Instead of performing path translation, Zarc stores them as an array of components: ["crates", "cli", "src", "pack.rs"]
, so they get interpreted precisely and exactly the same on all platforms.
Of course, some paths aren't Unicode, and Zarc recognises that and stores non-UTF-8 components marked as bytestringsinstead of text.
Attribute support
File and directory (and symlink etc) attributes and extended attributes are stored and restored as possible. You'd think this wouldn't be a feature but hooo boy are many other formats inconsistent on this.
User metadata
If you want to store custom metadata, there's dedicated support:
At the archive level
(not yet implemented)
$ zarc pack \
-u Created-By "Félix Saparelli" \
-u Rust-Version "$(rustc -Vv)" \
--output meta.zarc filelist
At the file level
(not yet implemented)
$ zarc pack \
-U one.file Created-By "Félix Saparelli" \
-U 'crates/*/glob' Rust-Version "$(rustc -Vv)" \
--output meta.zarc filelist
Cheap appends
(not yet implemented)
Adding more files to a Zarc is done without recreating the entire archive:
$ zarc pack --append --output myfirst.zarc more.files and/folders
If new content duplicates the existing, it won't store new copies. If new files are added that have the same path as existing ones, both the new and old metadata are kept.

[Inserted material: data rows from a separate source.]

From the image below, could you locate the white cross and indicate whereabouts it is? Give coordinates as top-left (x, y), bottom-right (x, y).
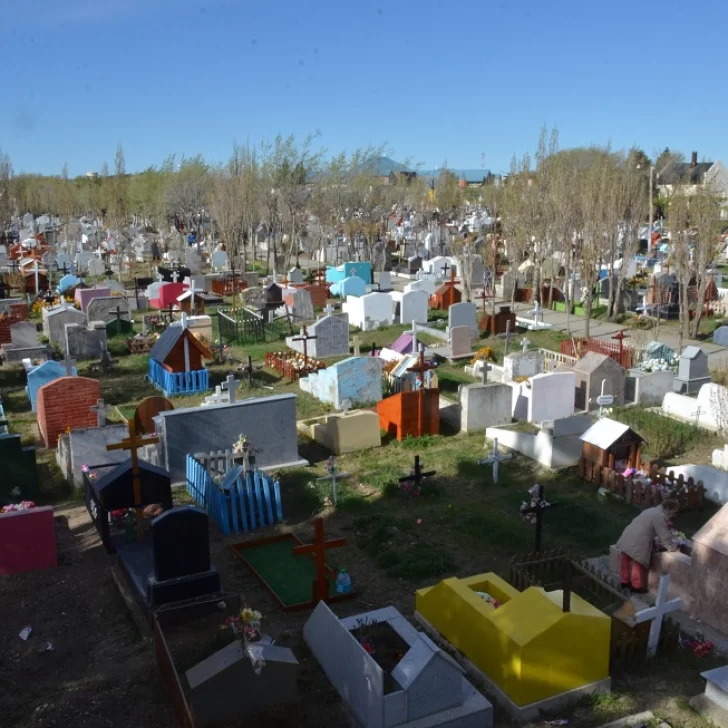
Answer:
top-left (205, 384), bottom-right (225, 404)
top-left (222, 374), bottom-right (240, 404)
top-left (316, 455), bottom-right (349, 505)
top-left (62, 356), bottom-right (76, 377)
top-left (634, 574), bottom-right (682, 657)
top-left (90, 399), bottom-right (111, 427)
top-left (478, 437), bottom-right (513, 485)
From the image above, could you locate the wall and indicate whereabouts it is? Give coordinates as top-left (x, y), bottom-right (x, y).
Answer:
top-left (625, 370), bottom-right (675, 407)
top-left (485, 417), bottom-right (591, 468)
top-left (154, 394), bottom-right (308, 482)
top-left (36, 377), bottom-right (101, 447)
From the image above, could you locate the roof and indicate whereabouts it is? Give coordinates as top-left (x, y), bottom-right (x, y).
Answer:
top-left (579, 417), bottom-right (644, 450)
top-left (657, 162), bottom-right (713, 185)
top-left (149, 323), bottom-right (212, 362)
top-left (680, 346), bottom-right (704, 359)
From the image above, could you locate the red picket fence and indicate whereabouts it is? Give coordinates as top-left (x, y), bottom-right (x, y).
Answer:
top-left (265, 351), bottom-right (326, 379)
top-left (579, 458), bottom-right (705, 511)
top-left (561, 339), bottom-right (637, 369)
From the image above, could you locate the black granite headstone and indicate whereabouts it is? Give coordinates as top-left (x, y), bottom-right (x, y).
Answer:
top-left (152, 506), bottom-right (210, 582)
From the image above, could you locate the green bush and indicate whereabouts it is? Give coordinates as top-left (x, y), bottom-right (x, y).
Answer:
top-left (612, 404), bottom-right (705, 460)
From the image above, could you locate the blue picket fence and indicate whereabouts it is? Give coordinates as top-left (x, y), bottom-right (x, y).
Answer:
top-left (149, 359), bottom-right (210, 397)
top-left (187, 455), bottom-right (283, 536)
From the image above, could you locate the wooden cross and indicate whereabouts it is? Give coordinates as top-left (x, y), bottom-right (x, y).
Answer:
top-left (481, 359), bottom-right (493, 384)
top-left (316, 455), bottom-right (350, 505)
top-left (478, 437), bottom-right (513, 485)
top-left (291, 326), bottom-right (318, 367)
top-left (222, 374), bottom-right (240, 404)
top-left (612, 329), bottom-right (629, 364)
top-left (634, 574), bottom-right (682, 658)
top-left (399, 455), bottom-right (437, 490)
top-left (106, 417), bottom-right (159, 541)
top-left (521, 485), bottom-right (558, 554)
top-left (90, 399), bottom-right (111, 427)
top-left (293, 518), bottom-right (346, 604)
top-left (109, 303), bottom-right (126, 334)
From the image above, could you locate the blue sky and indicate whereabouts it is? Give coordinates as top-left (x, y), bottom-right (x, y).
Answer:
top-left (0, 0), bottom-right (728, 175)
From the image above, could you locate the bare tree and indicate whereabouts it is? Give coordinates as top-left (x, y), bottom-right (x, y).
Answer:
top-left (689, 181), bottom-right (721, 338)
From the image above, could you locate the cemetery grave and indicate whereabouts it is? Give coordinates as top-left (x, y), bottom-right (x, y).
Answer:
top-left (230, 518), bottom-right (355, 611)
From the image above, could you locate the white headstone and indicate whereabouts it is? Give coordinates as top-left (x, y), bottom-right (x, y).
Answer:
top-left (399, 291), bottom-right (428, 324)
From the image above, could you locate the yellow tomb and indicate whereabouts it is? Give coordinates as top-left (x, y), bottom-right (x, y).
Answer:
top-left (416, 574), bottom-right (611, 706)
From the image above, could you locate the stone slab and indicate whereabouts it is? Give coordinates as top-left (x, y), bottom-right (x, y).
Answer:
top-left (0, 506), bottom-right (58, 576)
top-left (154, 394), bottom-right (308, 482)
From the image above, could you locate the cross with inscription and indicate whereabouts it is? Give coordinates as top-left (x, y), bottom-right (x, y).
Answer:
top-left (399, 455), bottom-right (437, 495)
top-left (478, 437), bottom-right (513, 485)
top-left (291, 326), bottom-right (318, 367)
top-left (222, 374), bottom-right (240, 404)
top-left (106, 417), bottom-right (159, 541)
top-left (293, 518), bottom-right (346, 604)
top-left (521, 484), bottom-right (558, 554)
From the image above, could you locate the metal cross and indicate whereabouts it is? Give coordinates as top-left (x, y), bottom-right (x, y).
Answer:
top-left (399, 455), bottom-right (437, 490)
top-left (634, 574), bottom-right (682, 658)
top-left (222, 374), bottom-right (240, 404)
top-left (481, 359), bottom-right (493, 384)
top-left (521, 484), bottom-right (558, 554)
top-left (478, 437), bottom-right (513, 485)
top-left (90, 399), bottom-right (112, 427)
top-left (316, 455), bottom-right (350, 505)
top-left (291, 326), bottom-right (318, 366)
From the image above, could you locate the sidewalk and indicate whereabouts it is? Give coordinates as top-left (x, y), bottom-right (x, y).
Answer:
top-left (510, 301), bottom-right (728, 369)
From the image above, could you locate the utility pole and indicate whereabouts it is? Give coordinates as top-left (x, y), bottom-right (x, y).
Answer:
top-left (647, 164), bottom-right (660, 253)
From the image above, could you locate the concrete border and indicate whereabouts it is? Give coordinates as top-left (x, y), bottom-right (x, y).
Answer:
top-left (414, 612), bottom-right (612, 723)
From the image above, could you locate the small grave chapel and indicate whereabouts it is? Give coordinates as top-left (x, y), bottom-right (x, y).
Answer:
top-left (84, 459), bottom-right (220, 608)
top-left (580, 417), bottom-right (644, 472)
top-left (148, 313), bottom-right (212, 397)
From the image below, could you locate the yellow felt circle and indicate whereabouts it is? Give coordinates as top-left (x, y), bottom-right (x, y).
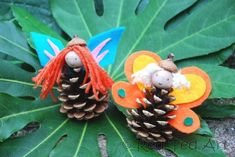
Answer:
top-left (133, 55), bottom-right (157, 73)
top-left (171, 74), bottom-right (206, 105)
top-left (133, 55), bottom-right (157, 89)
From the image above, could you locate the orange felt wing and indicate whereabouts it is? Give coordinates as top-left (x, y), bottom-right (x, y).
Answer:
top-left (112, 81), bottom-right (144, 108)
top-left (169, 107), bottom-right (200, 134)
top-left (172, 67), bottom-right (212, 108)
top-left (124, 51), bottom-right (161, 82)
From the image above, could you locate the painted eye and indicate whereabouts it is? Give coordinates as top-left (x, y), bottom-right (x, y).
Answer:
top-left (65, 51), bottom-right (82, 68)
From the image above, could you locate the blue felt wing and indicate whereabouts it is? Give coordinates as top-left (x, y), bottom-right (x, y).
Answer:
top-left (30, 32), bottom-right (64, 67)
top-left (88, 27), bottom-right (125, 67)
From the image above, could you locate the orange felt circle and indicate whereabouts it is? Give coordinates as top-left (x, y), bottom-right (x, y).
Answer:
top-left (124, 51), bottom-right (161, 82)
top-left (112, 81), bottom-right (144, 108)
top-left (177, 67), bottom-right (212, 108)
top-left (168, 107), bottom-right (200, 134)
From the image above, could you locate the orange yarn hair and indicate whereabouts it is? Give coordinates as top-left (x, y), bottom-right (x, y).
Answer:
top-left (32, 40), bottom-right (114, 99)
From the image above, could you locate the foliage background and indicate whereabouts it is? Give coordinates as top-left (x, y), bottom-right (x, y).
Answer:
top-left (0, 0), bottom-right (235, 157)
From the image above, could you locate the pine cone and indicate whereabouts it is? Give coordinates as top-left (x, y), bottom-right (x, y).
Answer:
top-left (58, 65), bottom-right (109, 120)
top-left (127, 88), bottom-right (177, 143)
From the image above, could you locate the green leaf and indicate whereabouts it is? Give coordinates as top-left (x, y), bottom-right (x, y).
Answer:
top-left (0, 0), bottom-right (61, 32)
top-left (195, 99), bottom-right (235, 118)
top-left (166, 135), bottom-right (225, 157)
top-left (198, 64), bottom-right (235, 99)
top-left (0, 94), bottom-right (161, 157)
top-left (194, 119), bottom-right (213, 137)
top-left (51, 0), bottom-right (235, 80)
top-left (0, 22), bottom-right (40, 69)
top-left (0, 60), bottom-right (40, 98)
top-left (11, 6), bottom-right (67, 45)
top-left (176, 47), bottom-right (234, 67)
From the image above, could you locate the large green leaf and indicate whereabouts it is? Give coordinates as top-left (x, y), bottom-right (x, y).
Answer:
top-left (195, 99), bottom-right (235, 118)
top-left (0, 0), bottom-right (61, 32)
top-left (0, 0), bottom-right (234, 157)
top-left (176, 47), bottom-right (234, 67)
top-left (51, 0), bottom-right (235, 80)
top-left (0, 22), bottom-right (40, 69)
top-left (198, 64), bottom-right (235, 99)
top-left (166, 135), bottom-right (225, 157)
top-left (0, 94), bottom-right (161, 157)
top-left (11, 6), bottom-right (66, 44)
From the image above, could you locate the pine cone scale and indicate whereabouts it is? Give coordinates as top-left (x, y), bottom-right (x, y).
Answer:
top-left (58, 65), bottom-right (109, 120)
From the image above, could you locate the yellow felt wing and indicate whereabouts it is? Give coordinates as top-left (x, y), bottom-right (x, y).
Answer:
top-left (125, 51), bottom-right (161, 90)
top-left (125, 51), bottom-right (161, 82)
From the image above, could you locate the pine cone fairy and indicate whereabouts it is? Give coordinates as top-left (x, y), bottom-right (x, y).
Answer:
top-left (58, 65), bottom-right (109, 120)
top-left (112, 51), bottom-right (211, 143)
top-left (31, 27), bottom-right (124, 120)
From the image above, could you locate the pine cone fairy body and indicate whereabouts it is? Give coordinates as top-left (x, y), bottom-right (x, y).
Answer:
top-left (112, 51), bottom-right (211, 143)
top-left (127, 88), bottom-right (177, 143)
top-left (59, 65), bottom-right (108, 120)
top-left (33, 36), bottom-right (113, 120)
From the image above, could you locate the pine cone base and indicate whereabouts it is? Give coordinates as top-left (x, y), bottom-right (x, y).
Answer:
top-left (58, 65), bottom-right (109, 120)
top-left (126, 88), bottom-right (177, 143)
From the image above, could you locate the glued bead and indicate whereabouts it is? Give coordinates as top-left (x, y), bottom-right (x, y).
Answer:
top-left (184, 117), bottom-right (193, 126)
top-left (118, 88), bottom-right (126, 98)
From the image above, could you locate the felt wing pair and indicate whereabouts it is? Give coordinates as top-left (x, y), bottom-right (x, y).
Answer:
top-left (31, 27), bottom-right (211, 142)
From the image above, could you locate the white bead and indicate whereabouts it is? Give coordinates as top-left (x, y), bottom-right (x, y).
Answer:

By default, Zarc will unpack the last version of a path, but you can change that.
Appending to a Zarc keeps metadata about the prior versions for provenance. Zarc stores the insertion date of files and the creation date of the archive itself as well as all prior versions, so you can tell whether a file was appended and when it was created or modified.
Complexity and extensibility
Tar is considered to be quite complicated to parse, hard to extend, and implementations are frequently incompatible with each others in subtle ways. A minor goal of Zarc is to specify a format that is relatively simple to parse, work with, and extend.
Limitations
- Compression is per unique file, so it won't achieve compression gains across similar-but-not-identical files.
Performance
In early testing, it's 2–4 times slower at packing than tar+zstd, but yields comparable (±10%) archive sizes. It's 3–10 times faster than Linux's zip, and yields consistently 10-30% smaller archives.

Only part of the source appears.